One issue that is worth mentioning, however, is that when next-hop selection is predictable, an attacker can synthesize traffic that will all hash the same, making it possible to launch a denial-of-service attack that overloads a particular path. Since a special case of this is when the same (single) next-hop is always selected, such an attack is easiest when multipath is not being used. Introducing multipath routing can make such an attack more difficult; the more unpredictable the hash is, the harder it becomes to conduct a denial-of-service attack against any single link.


8. References

[1] Moy, J., "OSPF Version 2", STD 54, RFC 2328, April 1998.

[1]モイ、J.、 "OSPFバージョン2"、STD 54、RFC 2328、1998年4月。

[2] Maufer, T., "Deploying IP Multicast in the Enterprise", Prentice-Hall, 1998.

[2] Maufer、T.、 "Enterpriseの展開IPマルチキャスト"、プレンティス・ホール、1998。

[3] Hopps, C., "Analysis of an Equal-Cost Multi-Path Algorithm", RFC 2992, November 2000.

[3] Hoppsが、C.、 "等価コストマルチパスアルゴリズムの分析"、RFC 2992、2000年11月に。

[4] Thaler, D., and C.V. Ravishankar, "Using Name-Based Mappings to Increase Hit Rates", IEEE/ACM Transactions on Networking, February 1998.

[4]ターレル、D.、及びC.V. Ravishankar、ネットワーキング、1998年2月にIEEE / ACM取引、「ヒット率を高めるために名前ベースのマッピングを使用します」。

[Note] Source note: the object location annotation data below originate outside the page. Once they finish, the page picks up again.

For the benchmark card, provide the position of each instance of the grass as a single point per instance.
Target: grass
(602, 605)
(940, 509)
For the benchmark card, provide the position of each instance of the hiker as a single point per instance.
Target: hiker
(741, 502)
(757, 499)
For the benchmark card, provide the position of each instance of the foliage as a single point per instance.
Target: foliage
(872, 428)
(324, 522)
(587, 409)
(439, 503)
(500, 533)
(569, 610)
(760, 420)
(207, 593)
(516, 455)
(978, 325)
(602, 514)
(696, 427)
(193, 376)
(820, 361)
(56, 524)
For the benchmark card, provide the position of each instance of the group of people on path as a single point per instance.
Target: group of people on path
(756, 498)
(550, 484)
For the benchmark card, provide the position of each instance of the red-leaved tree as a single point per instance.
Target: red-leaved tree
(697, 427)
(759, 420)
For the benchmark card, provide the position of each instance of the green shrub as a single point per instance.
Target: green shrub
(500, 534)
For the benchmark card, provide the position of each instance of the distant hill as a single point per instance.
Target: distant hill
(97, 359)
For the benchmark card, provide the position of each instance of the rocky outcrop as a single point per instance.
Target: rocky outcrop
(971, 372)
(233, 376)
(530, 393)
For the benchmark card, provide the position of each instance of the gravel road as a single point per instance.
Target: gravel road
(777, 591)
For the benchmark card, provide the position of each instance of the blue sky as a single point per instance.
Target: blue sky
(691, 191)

[5] Estrin, D., Farinacci, D., Helmy, A., Thaler, D., Deering, S., Handley, M., Jacobson, V., Liu, C., Sharma, P. and L. Wei, "Protocol Independent Multicast-Sparse Mode (PIM-SM): Protocol Specification", RFC 2362, June 1998.

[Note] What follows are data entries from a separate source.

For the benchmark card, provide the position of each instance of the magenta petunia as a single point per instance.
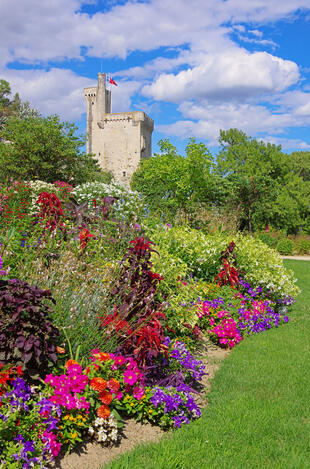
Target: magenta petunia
(130, 377)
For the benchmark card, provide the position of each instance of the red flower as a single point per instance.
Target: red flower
(84, 236)
(103, 411)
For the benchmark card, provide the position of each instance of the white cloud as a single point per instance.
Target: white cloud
(60, 91)
(36, 30)
(233, 74)
(222, 81)
(205, 120)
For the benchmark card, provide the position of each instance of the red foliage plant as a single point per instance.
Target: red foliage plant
(229, 275)
(139, 318)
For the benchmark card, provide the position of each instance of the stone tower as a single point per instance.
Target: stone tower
(119, 140)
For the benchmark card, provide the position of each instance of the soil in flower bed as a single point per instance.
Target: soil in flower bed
(95, 456)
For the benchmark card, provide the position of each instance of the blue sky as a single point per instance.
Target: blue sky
(194, 66)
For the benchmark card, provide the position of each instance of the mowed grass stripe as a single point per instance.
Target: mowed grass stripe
(259, 407)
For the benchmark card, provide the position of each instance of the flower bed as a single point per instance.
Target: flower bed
(111, 327)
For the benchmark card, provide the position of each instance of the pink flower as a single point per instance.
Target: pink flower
(138, 392)
(119, 361)
(130, 377)
(118, 395)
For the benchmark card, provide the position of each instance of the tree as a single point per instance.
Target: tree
(44, 148)
(251, 171)
(13, 107)
(270, 186)
(170, 182)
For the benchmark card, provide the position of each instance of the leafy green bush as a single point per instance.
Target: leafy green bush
(302, 245)
(285, 247)
(260, 264)
(267, 239)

[5] Estrin、D.、ファリナッチ、D.、Helmy、A.、ターラー、D.、デアリング、S.、ハンドレー、M.、ヤコブソン、V.、劉、C.、シャルマ、P.、およびL.魏、 "プロトコル独立マルチキャスト - スパースモード(PIM-SM):プロトコル仕様"、RFC 2362、1998年6月。

[6] Allman, M., Paxson, V. and W. Stevens, "TCP Congestion Control", RFC 2581, April 1999.

[6]オールマン、M.、パクソン、V.とW.スティーブンス、 "TCP輻輳制御"、RFC 2581、1999年4月。

[7] Nichols, K., Blake, S., Baker, F. and D. Black., "Definition of the Differentiated Services Field (DS Field) in the IPv4 and IPv6 Headers", RFC 2474, December 1998.

[7]ニコルズ、K.、ブレイク、S.、ベイカー、F.とD.黒。、 "IPv4とIPv6ヘッダーの差別化されたサービス分野(DSフィールド)の定義"、RFC 2474、1998年12月。

9. Authors' Addresses

Dave Thaler Microsoft One Microsoft Way Redmond, WA 98052


Phone: +1 425 703 8835 EMail:

電話:+1 425 703 8835 Eメール

Christian E. Hopps NextHop Technologies, Inc. 517 W. William Street Ann Arbor, MI 48103-4943 U.S.A

クリスチャン・E. HoppsがのNextHop Technologies社517 W.ウィリアム・ストリートアナーバー、ミシガン州48103から4943 U.S.A

Phone: +1 734 936 0291 EMail:

電話:+1 734 936 0291 Eメール

10. Full Copyright Statement

Copyright (C) The Internet Society (2000). All Rights Reserved.


This document and translations of it may be copied and furnished to others, and derivative works that comment on or otherwise explain it or assist in its implementation may be prepared, copied, published and distributed, in whole or in part, without restriction of any kind, provided that the above copyright notice and this paragraph are included on all such copies and derivative works. However, this document itself may not be modified in any way, such as by removing the copyright notice or references to the Internet Society or other Internet organizations, except as needed for the purpose of developing Internet standards in which case the procedures for copyrights defined in the Internet Standards process must be followed, or as required to translate it into languages other than English.


The limited permissions granted above are perpetual and will not be revoked by the Internet Society or its successors or assigns.






Funding for the RFC Editor function is currently provided by the Internet Society.

RFC Editor機能のための基金は現在、インターネット協会によって提供されます。